Firstly, I think I enjoyed it more than the first book, simply because I knew what to expect. When I picked up Wolf by Wolf, I didn’t know it had a fantasy element — I thought it was just alternate history, and was caught completely off-guard by the ‘skinshifting’ abilities that the main character has. With this one, though, I knew about that when I started, so I had a much less confusing experience overall.
It also did a pretty good job of recapping what had happened in the first book, without labouring the point. I’d forgotten virtually everything, but it came back as I read the first few chapters, and although I might have had a better understanding if I’d reread the first book, I didn’t find myself lost while reading this one.
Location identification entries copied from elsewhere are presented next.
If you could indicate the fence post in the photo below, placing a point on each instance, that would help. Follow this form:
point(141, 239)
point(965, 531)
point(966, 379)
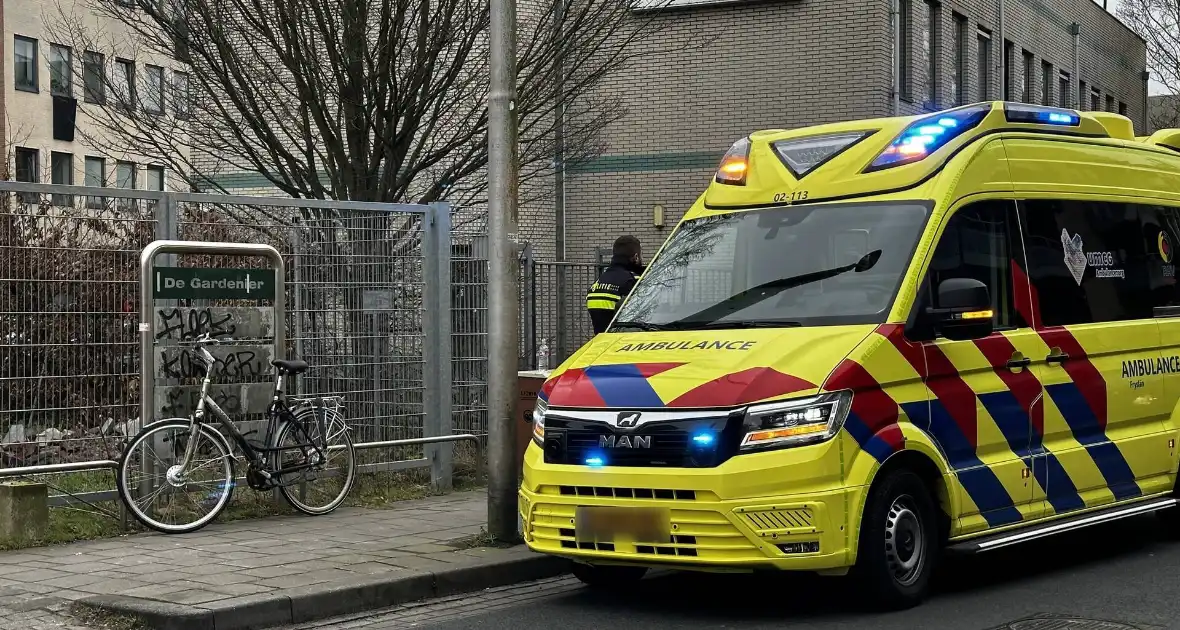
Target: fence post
point(437, 396)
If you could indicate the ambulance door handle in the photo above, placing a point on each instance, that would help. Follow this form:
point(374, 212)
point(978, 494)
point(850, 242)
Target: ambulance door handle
point(1018, 362)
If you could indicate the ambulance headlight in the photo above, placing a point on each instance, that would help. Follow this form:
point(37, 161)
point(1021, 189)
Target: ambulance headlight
point(795, 422)
point(538, 421)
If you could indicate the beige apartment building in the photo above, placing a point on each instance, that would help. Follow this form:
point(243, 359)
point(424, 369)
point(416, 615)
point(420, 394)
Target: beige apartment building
point(782, 64)
point(50, 86)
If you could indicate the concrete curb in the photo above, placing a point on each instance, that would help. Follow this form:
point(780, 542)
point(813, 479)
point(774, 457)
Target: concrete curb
point(334, 598)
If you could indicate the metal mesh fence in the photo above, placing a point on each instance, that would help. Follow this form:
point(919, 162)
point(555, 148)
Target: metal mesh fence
point(69, 310)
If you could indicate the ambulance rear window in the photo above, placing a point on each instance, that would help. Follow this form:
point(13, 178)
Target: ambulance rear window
point(800, 266)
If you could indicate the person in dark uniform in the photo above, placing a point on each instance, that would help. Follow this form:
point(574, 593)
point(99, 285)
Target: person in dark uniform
point(615, 283)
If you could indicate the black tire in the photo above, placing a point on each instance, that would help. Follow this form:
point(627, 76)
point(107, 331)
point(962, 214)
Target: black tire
point(608, 578)
point(899, 542)
point(292, 493)
point(184, 425)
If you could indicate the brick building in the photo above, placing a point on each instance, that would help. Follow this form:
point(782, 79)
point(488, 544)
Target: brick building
point(785, 64)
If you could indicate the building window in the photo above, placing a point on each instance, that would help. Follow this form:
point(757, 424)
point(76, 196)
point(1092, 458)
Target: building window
point(153, 91)
point(1046, 83)
point(25, 59)
point(984, 71)
point(125, 83)
point(1009, 52)
point(905, 46)
point(933, 50)
point(1029, 78)
point(60, 70)
point(181, 104)
point(958, 77)
point(125, 179)
point(61, 174)
point(96, 177)
point(28, 170)
point(93, 77)
point(155, 178)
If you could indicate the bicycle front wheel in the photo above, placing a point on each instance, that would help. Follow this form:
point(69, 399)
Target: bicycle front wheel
point(315, 480)
point(159, 493)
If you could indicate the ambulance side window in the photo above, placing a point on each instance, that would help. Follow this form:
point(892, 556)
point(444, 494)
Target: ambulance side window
point(1089, 261)
point(978, 244)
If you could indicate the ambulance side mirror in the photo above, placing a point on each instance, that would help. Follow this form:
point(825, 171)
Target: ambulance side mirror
point(964, 309)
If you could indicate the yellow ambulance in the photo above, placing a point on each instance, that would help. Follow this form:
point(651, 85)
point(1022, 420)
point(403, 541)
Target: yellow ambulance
point(873, 342)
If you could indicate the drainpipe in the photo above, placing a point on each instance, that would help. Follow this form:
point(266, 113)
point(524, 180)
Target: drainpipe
point(1147, 125)
point(896, 21)
point(1075, 83)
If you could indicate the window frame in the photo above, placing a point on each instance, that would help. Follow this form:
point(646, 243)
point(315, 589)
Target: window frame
point(93, 201)
point(156, 92)
point(961, 58)
point(928, 294)
point(933, 50)
point(1033, 274)
point(91, 59)
point(126, 71)
point(35, 86)
point(67, 89)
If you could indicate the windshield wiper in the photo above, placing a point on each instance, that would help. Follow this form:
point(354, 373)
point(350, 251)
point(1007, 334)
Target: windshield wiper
point(746, 323)
point(642, 326)
point(766, 290)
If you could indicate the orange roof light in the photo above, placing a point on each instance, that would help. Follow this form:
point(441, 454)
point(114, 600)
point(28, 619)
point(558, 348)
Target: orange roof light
point(734, 164)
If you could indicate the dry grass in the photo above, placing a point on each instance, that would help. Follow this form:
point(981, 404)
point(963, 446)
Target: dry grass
point(375, 491)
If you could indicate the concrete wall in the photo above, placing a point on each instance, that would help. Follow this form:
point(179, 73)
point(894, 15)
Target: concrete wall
point(28, 116)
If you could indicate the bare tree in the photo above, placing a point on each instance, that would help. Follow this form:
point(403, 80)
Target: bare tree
point(1158, 21)
point(352, 99)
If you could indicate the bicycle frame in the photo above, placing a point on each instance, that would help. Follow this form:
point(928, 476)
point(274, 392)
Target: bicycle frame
point(276, 411)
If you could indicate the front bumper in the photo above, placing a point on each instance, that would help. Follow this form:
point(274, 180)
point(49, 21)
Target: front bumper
point(785, 510)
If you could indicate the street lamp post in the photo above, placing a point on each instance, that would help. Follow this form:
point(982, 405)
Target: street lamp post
point(503, 328)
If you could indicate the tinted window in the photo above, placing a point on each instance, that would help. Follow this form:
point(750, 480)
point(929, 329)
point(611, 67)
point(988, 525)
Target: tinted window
point(977, 243)
point(1161, 230)
point(1088, 261)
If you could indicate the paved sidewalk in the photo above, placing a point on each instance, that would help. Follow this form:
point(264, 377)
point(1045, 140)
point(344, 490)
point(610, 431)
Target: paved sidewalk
point(243, 563)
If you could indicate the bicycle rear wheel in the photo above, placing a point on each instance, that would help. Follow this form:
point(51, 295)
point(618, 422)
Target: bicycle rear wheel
point(163, 497)
point(325, 484)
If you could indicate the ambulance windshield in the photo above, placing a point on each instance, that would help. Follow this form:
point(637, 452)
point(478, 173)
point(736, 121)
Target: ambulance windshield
point(800, 266)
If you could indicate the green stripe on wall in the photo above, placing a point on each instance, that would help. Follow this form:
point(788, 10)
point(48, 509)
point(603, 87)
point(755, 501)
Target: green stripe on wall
point(636, 163)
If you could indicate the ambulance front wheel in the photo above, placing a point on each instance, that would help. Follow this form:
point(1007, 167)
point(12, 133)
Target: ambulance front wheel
point(898, 542)
point(608, 577)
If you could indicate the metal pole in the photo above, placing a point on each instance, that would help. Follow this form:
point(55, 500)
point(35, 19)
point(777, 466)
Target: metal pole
point(1075, 80)
point(1003, 56)
point(503, 326)
point(896, 25)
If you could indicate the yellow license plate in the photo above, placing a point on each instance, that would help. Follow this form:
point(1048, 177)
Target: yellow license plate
point(601, 524)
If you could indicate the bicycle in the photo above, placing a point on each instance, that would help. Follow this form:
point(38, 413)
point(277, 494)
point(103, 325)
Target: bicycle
point(318, 421)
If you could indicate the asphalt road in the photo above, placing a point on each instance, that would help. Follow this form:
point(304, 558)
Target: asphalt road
point(1126, 573)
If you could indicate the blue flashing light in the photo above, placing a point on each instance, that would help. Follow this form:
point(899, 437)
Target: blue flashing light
point(1040, 115)
point(928, 135)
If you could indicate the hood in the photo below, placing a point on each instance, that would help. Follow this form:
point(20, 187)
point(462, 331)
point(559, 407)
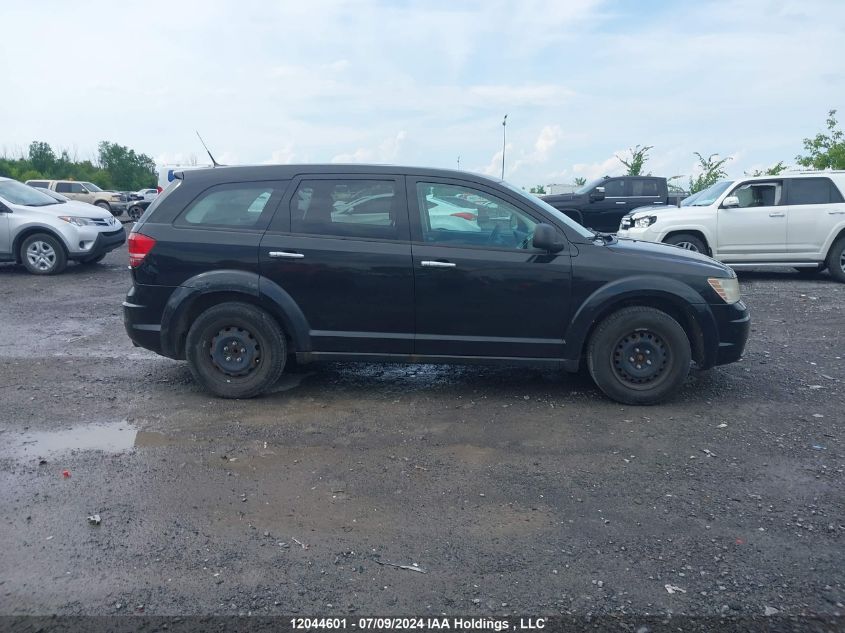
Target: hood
point(667, 255)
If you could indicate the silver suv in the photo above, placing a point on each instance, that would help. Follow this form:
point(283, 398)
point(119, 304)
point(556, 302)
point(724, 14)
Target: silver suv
point(43, 232)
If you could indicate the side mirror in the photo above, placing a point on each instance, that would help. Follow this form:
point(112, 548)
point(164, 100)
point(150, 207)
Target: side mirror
point(546, 238)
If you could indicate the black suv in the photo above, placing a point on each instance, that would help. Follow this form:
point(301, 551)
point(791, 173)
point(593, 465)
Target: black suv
point(239, 268)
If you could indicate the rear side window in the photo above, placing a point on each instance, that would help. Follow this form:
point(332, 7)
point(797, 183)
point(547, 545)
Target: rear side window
point(243, 205)
point(367, 209)
point(812, 191)
point(643, 187)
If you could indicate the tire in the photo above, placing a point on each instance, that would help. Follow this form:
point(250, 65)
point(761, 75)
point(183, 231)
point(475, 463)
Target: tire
point(810, 271)
point(688, 242)
point(254, 331)
point(642, 334)
point(43, 254)
point(836, 260)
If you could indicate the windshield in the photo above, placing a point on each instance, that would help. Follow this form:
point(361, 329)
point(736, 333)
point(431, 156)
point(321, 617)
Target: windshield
point(708, 196)
point(534, 200)
point(16, 193)
point(589, 186)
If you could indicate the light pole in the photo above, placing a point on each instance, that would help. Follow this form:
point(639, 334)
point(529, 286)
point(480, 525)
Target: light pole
point(504, 128)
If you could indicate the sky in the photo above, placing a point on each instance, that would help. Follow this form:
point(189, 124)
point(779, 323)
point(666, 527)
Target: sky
point(426, 82)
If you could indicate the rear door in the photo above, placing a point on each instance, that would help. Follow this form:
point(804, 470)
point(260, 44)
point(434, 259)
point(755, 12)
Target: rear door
point(756, 229)
point(482, 290)
point(605, 215)
point(339, 246)
point(813, 207)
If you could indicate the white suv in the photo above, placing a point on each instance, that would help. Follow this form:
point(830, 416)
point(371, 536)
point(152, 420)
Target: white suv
point(795, 220)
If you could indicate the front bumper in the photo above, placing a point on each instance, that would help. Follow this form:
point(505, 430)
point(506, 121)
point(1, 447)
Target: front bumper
point(733, 323)
point(99, 243)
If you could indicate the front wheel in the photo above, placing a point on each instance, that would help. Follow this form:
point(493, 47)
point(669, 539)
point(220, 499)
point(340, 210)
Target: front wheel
point(236, 350)
point(836, 260)
point(639, 355)
point(43, 254)
point(688, 242)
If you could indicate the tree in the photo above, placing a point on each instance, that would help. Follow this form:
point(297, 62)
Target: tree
point(774, 170)
point(126, 169)
point(712, 169)
point(41, 156)
point(825, 151)
point(638, 157)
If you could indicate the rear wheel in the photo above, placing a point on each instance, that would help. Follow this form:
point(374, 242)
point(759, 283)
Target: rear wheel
point(688, 242)
point(639, 355)
point(236, 350)
point(42, 254)
point(836, 260)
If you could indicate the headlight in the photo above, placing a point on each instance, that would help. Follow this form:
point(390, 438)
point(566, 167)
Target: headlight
point(728, 289)
point(77, 221)
point(644, 223)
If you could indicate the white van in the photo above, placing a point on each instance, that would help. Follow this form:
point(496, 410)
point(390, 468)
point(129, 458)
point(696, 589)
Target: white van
point(795, 220)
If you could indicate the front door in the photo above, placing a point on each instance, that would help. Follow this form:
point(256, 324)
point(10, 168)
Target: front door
point(605, 215)
point(482, 290)
point(756, 229)
point(339, 246)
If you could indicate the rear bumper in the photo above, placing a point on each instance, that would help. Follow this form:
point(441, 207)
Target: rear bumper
point(142, 312)
point(733, 323)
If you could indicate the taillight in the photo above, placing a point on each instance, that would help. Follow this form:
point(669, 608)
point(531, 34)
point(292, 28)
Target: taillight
point(139, 246)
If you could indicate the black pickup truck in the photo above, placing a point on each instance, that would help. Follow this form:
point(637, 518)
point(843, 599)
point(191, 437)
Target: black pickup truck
point(600, 204)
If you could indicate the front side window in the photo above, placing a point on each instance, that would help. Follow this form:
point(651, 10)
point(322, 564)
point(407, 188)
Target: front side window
point(230, 205)
point(758, 194)
point(644, 188)
point(458, 215)
point(366, 209)
point(809, 191)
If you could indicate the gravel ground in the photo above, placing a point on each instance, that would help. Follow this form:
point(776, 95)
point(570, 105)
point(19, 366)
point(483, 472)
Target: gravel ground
point(514, 490)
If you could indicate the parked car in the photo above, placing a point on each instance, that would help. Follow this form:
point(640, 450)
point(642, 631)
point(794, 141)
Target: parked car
point(112, 201)
point(43, 232)
point(795, 220)
point(600, 204)
point(236, 268)
point(143, 194)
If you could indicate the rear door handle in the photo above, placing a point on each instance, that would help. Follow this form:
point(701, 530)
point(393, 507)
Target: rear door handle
point(435, 264)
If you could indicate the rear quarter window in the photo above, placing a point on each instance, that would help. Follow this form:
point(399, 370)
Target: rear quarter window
point(246, 205)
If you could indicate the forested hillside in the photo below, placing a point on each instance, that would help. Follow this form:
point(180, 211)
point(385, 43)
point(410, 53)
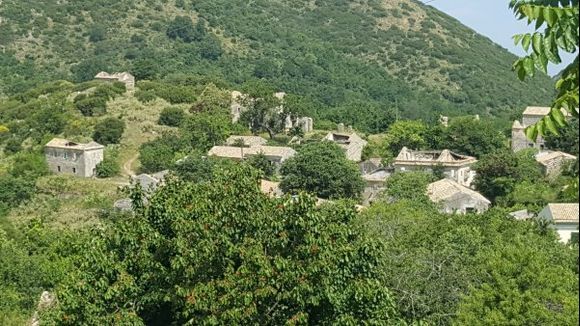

I probably could have used a refresher when it came to the character relationships, though, particularly between Yael and Luka. Not being able to remember their previous interactions in any detail meant I couldn’t say how convincing their feelings were in this book, though I got invested in their relationship, which is something. I felt Graudin had a good grasp on the fine line between “no honestly THIS Nazi sympathiser is a good guy!” and “regular people are sometimes complicit in horrors”, with Luka coming down on the correct side of that. His ignorance of the truth about concentration camps was never used as an excuse and he himself admitted his own failure to do more, then attempted to make up for it by, well, doing more.
Miriam was another character where I could have used a backstory refresher, as I felt I was missing a few pieces. It still gives me a little thrill every time I see my name in a book, because it doesn’t happen very often. It’s noticeable that 90% of the fictional Miriams I encounter are Jewish, whereas a lot of the other Miriams I know in real life aren’t. This Miriam is, however, an engaging character outside of that — my name bias wasn’t the only reason I liked her. I just felt slightly detached from the context.
I really enjoyed the writing style, though, and found it emotional and poetic without being overblown. It might not suit everyone, but I particularly liked how Yael’s thoughts were depicted, and they probably helped me get extremely emotionally invested. Putting off the ending was a mistake, though; there was a lot of build-up and, unknowingly, I’d stopped two pages before it falls off an emotional cliff and leaves you crumpled at the bottom, so that was a tough way to re-enter the story. Way to destroy my heart, Graudin.
As I said earlier, the ending’s an effective balance of tragedy and hope. It explores the idea of healing in the aftermath of horror, and reclaiming what’s been taken from you. I found the descriptions of Yael and Miriam’s tentative attempts at salvaging their Jewish faith and traditions particularly moving. I’m not Jewish, so I’d be interested to know how Jewish readers responded to that scene, but it felt kind of… open, and gentle, and touching, in the face of a lot of raw pain. If that even makes sense.
Anyway, overall I liked this a lot. I think I’ll try and reread Wolf By Wolf some time, and see if I respond better to it when I know what genre it is before I start.